For now, the takeaway is straightforward. OpenAI has formalized what was already happening in private contracts and made it a productized offering. The company is telling the market it expects compute to be the scarce factor for years, that it is willing to underwrite that scarcity with multi-year customer commitments, and that the business model that supports an eventual trillion-dollar IPO will look more like infrastructure software with annuity revenue than the consumer-facing chatbot business that made it famous.
Frequently Asked Questions
What is OpenAI's Guaranteed Capacity offering?
Guaranteed Capacity is a new enterprise program that lets customers commit to one, two, or three years of OpenAI spend in exchange for guaranteed access to compute and discounts that scale with the length of the commitment. Customers can draw down their reserved capacity across OpenAI’s full portfolio of products, including the API, ChatGPT Enterprise, Codex, Sora, and any new products OpenAI releases during the contract term.
Why is OpenAI doing this now?
OpenAI is preparing for a potential public offering and needs to show institutional investors a book of committed, predictable revenue rather than purely transactional API usage. Sam Altman has also said that he expects compute to remain capacity-constrained for years as model capabilities improve and demand from agentic workflows scales, which makes long-term commitments attractive to both sides of the contract.

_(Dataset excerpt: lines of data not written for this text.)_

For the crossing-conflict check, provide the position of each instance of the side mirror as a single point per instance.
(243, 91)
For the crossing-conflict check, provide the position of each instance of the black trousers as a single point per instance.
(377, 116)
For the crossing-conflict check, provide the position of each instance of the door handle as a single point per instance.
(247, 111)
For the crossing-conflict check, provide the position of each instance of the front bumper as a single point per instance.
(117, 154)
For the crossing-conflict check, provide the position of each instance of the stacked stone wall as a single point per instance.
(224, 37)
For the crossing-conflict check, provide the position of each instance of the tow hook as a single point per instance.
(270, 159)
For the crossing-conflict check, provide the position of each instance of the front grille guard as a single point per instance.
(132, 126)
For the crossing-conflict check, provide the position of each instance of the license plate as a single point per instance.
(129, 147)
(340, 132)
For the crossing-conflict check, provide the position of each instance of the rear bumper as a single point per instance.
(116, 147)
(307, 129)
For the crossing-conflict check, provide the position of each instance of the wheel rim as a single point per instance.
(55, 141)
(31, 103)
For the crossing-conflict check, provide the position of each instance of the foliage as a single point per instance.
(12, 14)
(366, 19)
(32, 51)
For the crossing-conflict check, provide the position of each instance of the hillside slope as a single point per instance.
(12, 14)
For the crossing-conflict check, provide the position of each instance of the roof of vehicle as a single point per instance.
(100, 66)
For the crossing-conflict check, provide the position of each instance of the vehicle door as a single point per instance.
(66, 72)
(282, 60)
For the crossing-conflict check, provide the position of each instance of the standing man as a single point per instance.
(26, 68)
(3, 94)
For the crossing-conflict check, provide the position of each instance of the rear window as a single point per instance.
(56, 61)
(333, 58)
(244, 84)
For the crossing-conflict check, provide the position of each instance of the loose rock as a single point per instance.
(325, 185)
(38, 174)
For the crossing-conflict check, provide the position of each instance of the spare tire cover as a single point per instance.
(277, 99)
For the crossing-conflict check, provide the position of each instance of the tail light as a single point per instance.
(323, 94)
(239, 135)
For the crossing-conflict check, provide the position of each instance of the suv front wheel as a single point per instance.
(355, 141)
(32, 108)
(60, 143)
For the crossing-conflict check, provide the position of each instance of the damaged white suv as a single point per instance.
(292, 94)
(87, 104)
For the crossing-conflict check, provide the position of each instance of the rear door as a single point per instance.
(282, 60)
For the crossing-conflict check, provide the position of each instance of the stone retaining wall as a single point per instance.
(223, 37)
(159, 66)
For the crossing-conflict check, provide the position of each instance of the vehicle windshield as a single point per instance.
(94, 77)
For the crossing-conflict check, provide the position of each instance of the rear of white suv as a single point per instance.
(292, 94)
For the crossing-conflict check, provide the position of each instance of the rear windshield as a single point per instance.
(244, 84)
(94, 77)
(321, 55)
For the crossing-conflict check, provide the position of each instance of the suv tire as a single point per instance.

How much is OpenAI spending on compute?
OpenAI has told investors it expects to spend roughly $600 billion on compute through 2030, a reduction from earlier $1.4 trillion projections but still an extraordinary figure. That spend is split across multi-year deals with Amazon Web Services, Google Cloud, CoreWeave, Oracle, and Microsoft Azure, alongside the original Stargate program. The AWS commitment alone has grown to $100 billion over eight years.
How does this affect competitors like Anthropic and Google?
Anthropic and Google offer broadly similar enterprise guarantees through bespoke contracts and through Vertex AI respectively, but OpenAI’s productized version of the program raises the bar for the industry. Expect both Anthropic and Google to formalize their own reserved-capacity tiers in coming months, and expect enterprise buyers to use OpenAI’s pricing as a negotiating reference point in deals with all three vendors.
What are the risks for enterprise buyers signing multi-year deals?
The main risk is flexibility. The AI model landscape continues to move quickly, and a buyer that locks in three years of OpenAI spend may face a competitor with a meaningfully better model partway through the contract. That risk is partially offset by drawdown rights that span all OpenAI products, so customers can shift consumption to new launches without renegotiating, but the vendor lock remains. Buyers also need to scrutinize the precise SLAs around latency and availability that define what guaranteed actually means.
How does Guaranteed Capacity relate to OpenAI's IPO?
Multi-year committed revenue is exactly the kind of disclosure that institutional investors want to see when evaluating a public offering. By the time OpenAI files an S-1, the percentage of revenue covered by Guaranteed Capacity contracts will be a headline metric alongside gross margin per token, model release cadence, and the ratio of training to inference spend. A strong early uptake of the program could accelerate the filing timeline.